Dünya Mirası İstanbul’un özgün mimarlık, kent, siluet, topografya ve coğrafya değerlerine karşı gelişen hoyrat ve sorgusuz imar faaliyeti, son dönemde sadece ulusal düzeyde değil, uluslararası platformlarda da ciddi tepki ve eleştiriler alarak, farklı kurumlardan yönetimlerimize uyarıların gelmesine neden olmuştur. İstanbul’un eşsiz tarihî, kültürel ve doğal değerleri, bugüne değin görülmemiş bir biçimde hızla ve tartışılmadan yok olmakla karşı karşıyadır.
Asıl görevi, doğal, kültürel ve tarihî değerlerimizi korumak olan, TC. Çevre ve Şehircilik Bakanlığı, olağanüstü yetkilerle donatılarak elde ettiği tek merkezli karar erkini, kamu yararını ve çevre değerlerini titizlikle korumak için kullanmak yerine, tarihimizde görülmemiş hızda ve anlayışta hukuksuz ve plansız bir yapılaşma sürecini organize etmek ve desteklemek yönünde kullanmaktadır.
Bakanlık tarafından evrensel, bilimsel, meslekî ve etik her türlü ilke yok sayılarak gerçekleştirilen bu “imar yağması” sürecinde; İstanbul’un ve topografyasının önemli simgesel peyzaj varlığı olan eşsiz doğal sit alanı Çamlıca Tepesi’nin yapılaşmaya açılması da bu konuda karşı karşıya kaldığımız en ciddi tehditlerden birisidir.
Başbakan R.Tayyip Erdoğan’ın 29 Mayıs 2012 tarihli “Çamlıca Tepesi’ne bütün İstanbul’dan görülebilecek bir cami yapılacak” talimatı üzerine; yüzyıllardır korunmaya çalışılan İstanbul ve Boğaziçi kent siluetinin odağındaki Çamlıca Tepesi, TC. Çevre ve Şehircilik Bakanlığı tarafından, 4 Haziran 2012 günü “1/5000 Ölçekli Nazım ve 1/1000 Ölçekli Büyük Çamlıca Özel Proje Alanı” adı altında bu konudaki asıl yetkili olan TC. Kültür ve Turizm Bakanlığı devre dışı bırakılarak yapılaşmaya açılmıştır.

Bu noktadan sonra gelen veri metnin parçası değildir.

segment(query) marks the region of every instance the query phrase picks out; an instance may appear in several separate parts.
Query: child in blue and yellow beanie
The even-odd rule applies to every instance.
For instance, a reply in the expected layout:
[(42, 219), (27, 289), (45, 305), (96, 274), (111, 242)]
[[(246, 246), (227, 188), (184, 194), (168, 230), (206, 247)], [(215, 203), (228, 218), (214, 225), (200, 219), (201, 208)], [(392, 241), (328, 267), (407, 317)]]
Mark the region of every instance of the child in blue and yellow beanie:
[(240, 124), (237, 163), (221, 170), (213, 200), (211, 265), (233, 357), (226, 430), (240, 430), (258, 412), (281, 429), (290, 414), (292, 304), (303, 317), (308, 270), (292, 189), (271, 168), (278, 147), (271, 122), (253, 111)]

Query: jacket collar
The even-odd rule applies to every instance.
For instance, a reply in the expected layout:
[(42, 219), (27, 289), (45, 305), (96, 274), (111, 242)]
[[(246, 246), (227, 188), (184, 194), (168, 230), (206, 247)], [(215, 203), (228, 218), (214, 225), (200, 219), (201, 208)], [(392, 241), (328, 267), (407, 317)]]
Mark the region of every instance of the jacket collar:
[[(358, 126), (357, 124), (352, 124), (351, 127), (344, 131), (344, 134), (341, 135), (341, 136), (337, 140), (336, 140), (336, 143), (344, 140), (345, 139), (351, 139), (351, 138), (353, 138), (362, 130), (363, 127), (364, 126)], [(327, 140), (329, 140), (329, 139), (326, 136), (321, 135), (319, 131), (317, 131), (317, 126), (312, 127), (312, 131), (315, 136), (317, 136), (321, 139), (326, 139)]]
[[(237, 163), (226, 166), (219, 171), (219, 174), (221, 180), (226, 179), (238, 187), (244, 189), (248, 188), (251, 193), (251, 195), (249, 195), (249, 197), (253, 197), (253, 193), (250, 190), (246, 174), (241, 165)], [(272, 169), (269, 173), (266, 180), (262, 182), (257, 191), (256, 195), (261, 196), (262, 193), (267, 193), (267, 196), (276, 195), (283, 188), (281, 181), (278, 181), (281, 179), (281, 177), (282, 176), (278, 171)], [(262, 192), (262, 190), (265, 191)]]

Dayatılan “rant ve yağma” plan kararına göre; yaklaşık 150.000 metrekarelik kamuya ait doğal sit alanının yarısının dini tesis, diğer yarısının ise turizm alanı olarak kullanılması öngörülmektedir.
Bu süreçte Başbakanın isteği üzerine bir meslektaşımızın “Cami Projesi”nin başına getirildiğinin açıklanması, projenin elde edilme yöntemi tartışmalarını öne çıkarmıştır. Bu ortamda, özgün ve aynı zamanda İstanbul’un simgelerinden biri olan tepenin “asla ve hiçbir koşulda yapılaşmaya açılamayacağı, bir kamu değeri, bir doğal sit alanı olarak korunması ve yaşatılması gerektiği” düşüncesi gözardı edilmektedir.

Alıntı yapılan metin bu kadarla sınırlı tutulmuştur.